Sunday, March 20, 2011

Federal Court has declared doctrine does not exist in constitution, says Govt

KUALA LUMPUR: The doctrine of separation of powers has no legal basis in Malaysia, the Human Rights Council (HRC) in Geneva has been told.
The Government said this in response to the report by the United Nation’s Working Group on Arbitrary Detention to the HRC Monday night.
As proof, it cited the controversial decision in re Kok Wah Kuan (the juvenile convicted of murdering his teacher’s daughter) where the Federal Court held that the Federal Constitution “does not have the features of separation of powers”; contained features which “do not strictly comply” with the doctrine; and it was just “political doctrine.”
It was responding to the view that Malaysia did not have a fully independent Judiciary because the amendment to Article 121(1) of the Constitution had wrested the judicial power of the courts, taking away its equal footing with the Executive and the Legislature.
The Suhakam-endorsed report is based on the visit of a fact-finding mission from June 7- June 17, which had included visits to detention facilities and private interviews of detainees.

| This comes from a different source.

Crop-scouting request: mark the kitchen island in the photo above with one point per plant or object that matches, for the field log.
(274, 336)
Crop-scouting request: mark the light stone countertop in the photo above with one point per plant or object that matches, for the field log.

The Government thanked the four-member group it had invited here, saying it had benefited from the constructive engagement.
Malaysia said the visit had brought to light “certain institutional and implementation gaps,” and it was committed to improving the promotion and protection of human rights.
However, on the recommendation that the Internal Security Act, Emergency (Public Order and Preven­tion of Crime) Ordinance, Dangerous Drugs (Special Preven­tive Measures) Act and Restricted Residence Act be repealed or amended to conform with the UN Declaration of Human Rights, the Government argued that they were enacted to shield public interest, peace and national security and had safeguards to ensure compliance with the rule of law.
It stressed that actions taken under them “were not considered punishment” as the detainee was not registered as an offender.
Their purpose is prevention and rehabilitation, it stressed.
It denied that the Home Minister had excessive powers, citing the safeguards on paper – maximum two-year term, habeas corpus, representation to Advisory Board and legal representation – as proof.
The Government took “strong exception” to the view that “the office of the Attorney-General eludes the normal penal procedure for common crimes and offences.”
On Tuesday, The Star had reported the group’s statement to the HRC, in which it reported finding others at centres reserved for detainees, those who should have been charged with common offences and dealt with under the regular penal procedure.
The Government’s citing of Section 8 of the ISA which allows the Minister to order detentions without trial for up to two years “if he is justified it is necessary” as a safeguard was intriguing, considering former prime minister Tun Dr Mahathir Mohamed’s revelation on Feb 17 that since the police advised him on national security, “if the police said arrest, I just signed-lah.”
It said it placed high importance to rights of detainees and listed 11 safeguards to protect those rights.
With regard to allegations of the unprofessional conduct of Rela members, the Government asked complainants to lodge a police report so there could be an investigation.
It added that Rela members had no opportunity to abuse detainees as they are now only tasked with the security and safety of the external premises of immigration detention centres.
As for the finding that almost all detainees under preventive laws interviewed had said police tortured them to obtain confessions or evidence, the Government replied it did not condone any act of torture or degrading treatment.
It added that between 2008 and 2010, nine police officers had been prosecuted for abuse of power and excessive use of force in interrogation.
On conditions at detention centres and prisons, the Government said there were sufficient laws in place to ensure humane conditions at immigration detention centres.
It said RM100mil had been allocated for improvements, and that it was studying the best practices of Australia and Holland.
Prison overcrowding was also addressed with improvement to rehabilitation programmes and reducing recidivism, it said, adding that it was working towards having foreign prisoners do parole or serve their sentences in their country of origin.
With regard to the high number of deaths in custody, the Government said the current measures were adequate to address such cases.
Taking “strong exception” to the view it did nothing to facilitate access to the UNHCR office here, Malaysia insisted it did so “consistently on the basis of humanitarian ground”, although it was not a party to treaties on refugees.